Just as an acorn contains the destiny of the oak, our little pre-K or elementary-school selves knew everything we needed to know about who we are, what we love, and the lives we are best suited to live. But unlike the oak, we have a lot of influences throughout our lives that can drastically confuse the matter. By the time we’re adults, we’ve likely left behind the hula hoop or the hacky sack that occupied most of our childhood weekends. It can be tricky to translate such obsessions to a career path or family.
When I declared somewhat spontaneously a few weeks ago that I was going to choose a Song of the Year and make up a dance routine to go with it, something woke up in me. My heart started singing and dancing. Within days, my friend Lane sent me this 24 hour music video. And I’ve been dancing along ever since.
Before I was a writer, I was a very serious visual artist. And before painting and drawing came into my life, singing and dancing were my passions. By specializing in writing eventually, I left behind these joyous and vital parts of myself. As the New Year approached, I asked myself: how might my heart and my writing expand if I invited these parts of me back to center stage? Mind you, I didn’t waste one second on the fact that I barely have the space to write, let alone paint, draw, sing and dance. That would shut me right down. Instead, I opened myself up to the daydream of delight.
And because over-committing is one of my adult specialties, I very quickly upped the ante of my promise to myself this year. This is what I decided.
I won’t just choose a song of the year. I will write and record one. And I won’t just make up a dance routine, I will record a dance video. This video won’t just be a record my dance routine, I will be a weave of as many dance routines as I can possibly record. And this won’t just be any song and dance. It will be an anthem to the triumph of the heart over lost love and divided family. It will be a video of single parents dancing our broken-hearted butts off.

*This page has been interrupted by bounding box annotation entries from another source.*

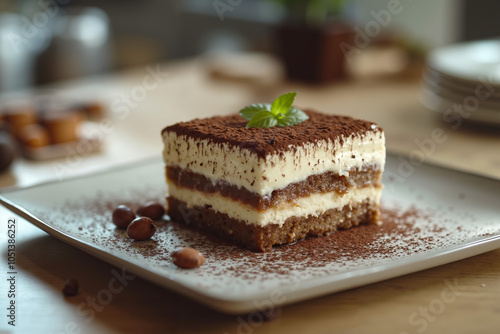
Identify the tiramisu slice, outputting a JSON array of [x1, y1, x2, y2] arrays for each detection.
[[162, 96, 385, 252]]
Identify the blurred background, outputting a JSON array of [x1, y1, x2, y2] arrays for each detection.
[[0, 0, 500, 184], [0, 0, 500, 92]]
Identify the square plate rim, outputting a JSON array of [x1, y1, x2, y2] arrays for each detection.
[[0, 153, 500, 314]]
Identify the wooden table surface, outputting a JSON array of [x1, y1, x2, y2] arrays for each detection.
[[0, 59, 500, 334]]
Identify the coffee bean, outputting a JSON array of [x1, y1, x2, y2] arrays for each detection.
[[127, 217, 156, 241], [137, 202, 165, 220], [63, 278, 80, 297], [171, 247, 205, 269], [113, 205, 135, 228]]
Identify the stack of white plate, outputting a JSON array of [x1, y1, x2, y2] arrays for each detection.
[[422, 39, 500, 126]]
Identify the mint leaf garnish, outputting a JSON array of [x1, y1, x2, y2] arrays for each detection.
[[271, 92, 297, 116], [240, 103, 271, 121], [240, 92, 309, 128]]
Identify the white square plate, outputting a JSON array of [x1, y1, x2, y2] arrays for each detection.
[[0, 156, 500, 314]]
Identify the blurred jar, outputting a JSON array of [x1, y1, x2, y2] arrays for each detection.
[[37, 7, 111, 83]]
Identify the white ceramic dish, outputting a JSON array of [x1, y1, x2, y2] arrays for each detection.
[[0, 156, 500, 314]]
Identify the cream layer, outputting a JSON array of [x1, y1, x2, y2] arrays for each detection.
[[167, 182, 382, 226], [163, 131, 385, 196]]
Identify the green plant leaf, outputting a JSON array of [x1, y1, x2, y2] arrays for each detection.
[[240, 103, 271, 121], [278, 107, 309, 126], [247, 110, 278, 128], [271, 92, 297, 116]]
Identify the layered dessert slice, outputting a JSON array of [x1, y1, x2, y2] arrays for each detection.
[[162, 111, 385, 252]]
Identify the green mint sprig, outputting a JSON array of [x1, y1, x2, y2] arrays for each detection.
[[240, 92, 309, 128]]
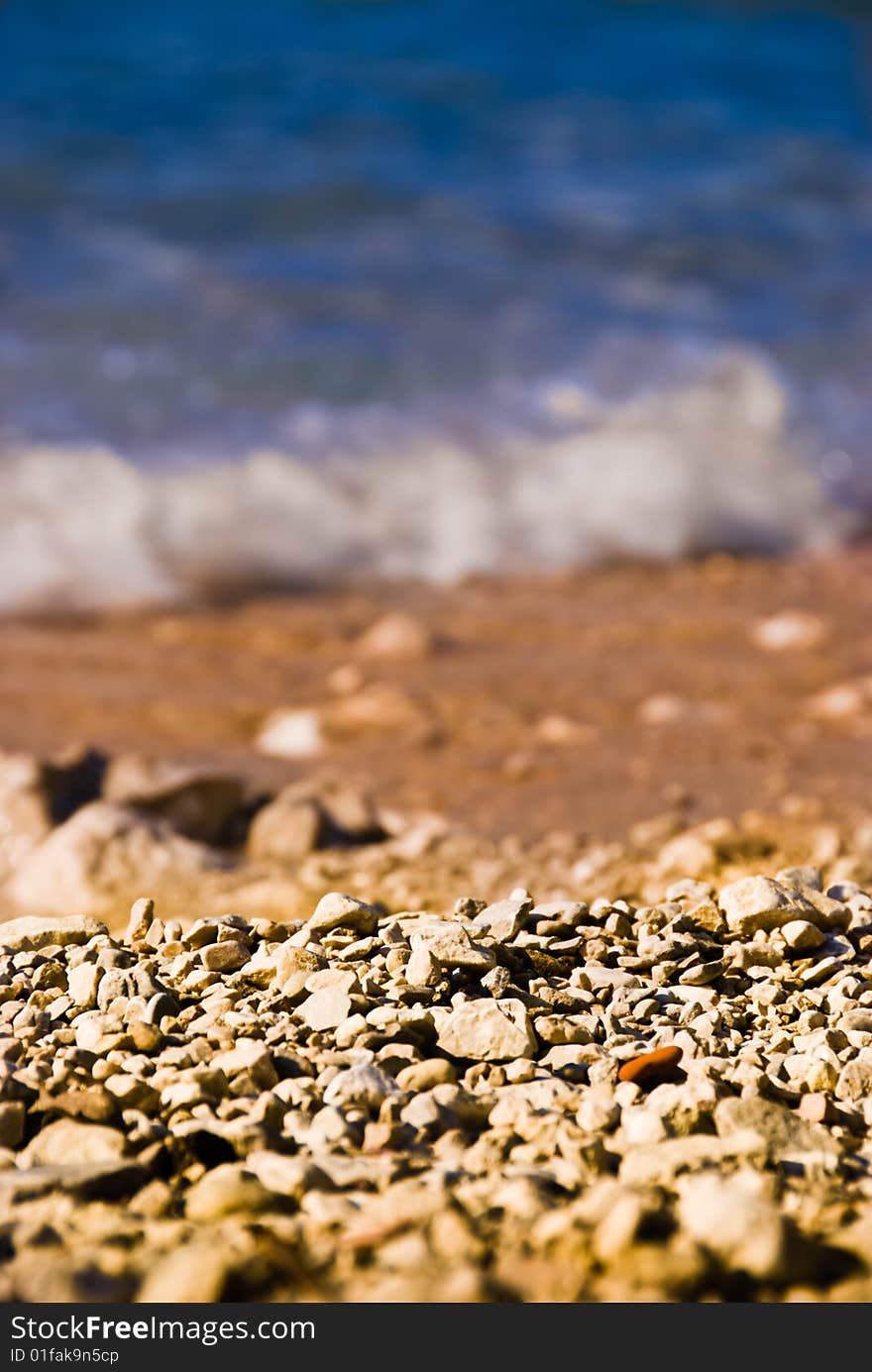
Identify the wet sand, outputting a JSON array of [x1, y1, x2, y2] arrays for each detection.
[[0, 549, 872, 840]]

Will I actually be able to pull this off in 2014—or ever? I don’t know. But simply having a specific and joyful vision of how I could weave together my passions for transforming the losses of divorce into powerful medicine with the many forms of creative expression I love most has completely liberated my sense of possibility. It has let me off of my accomplishment-because-I-have-to hook and set me up for a very different kind of expectation for this year.
How might you make the stage of your life bigger, more playful, and more committed to the causes and the work that matter most to you by making space for your childhood passions? Showing up to write requires that we reach deep into every cell for the wisdom of the words that await us there. Who were you before you were a writer, and what does that person bring to the page? What is the hula hoop waiting to say? And who’s going to star in your dance video?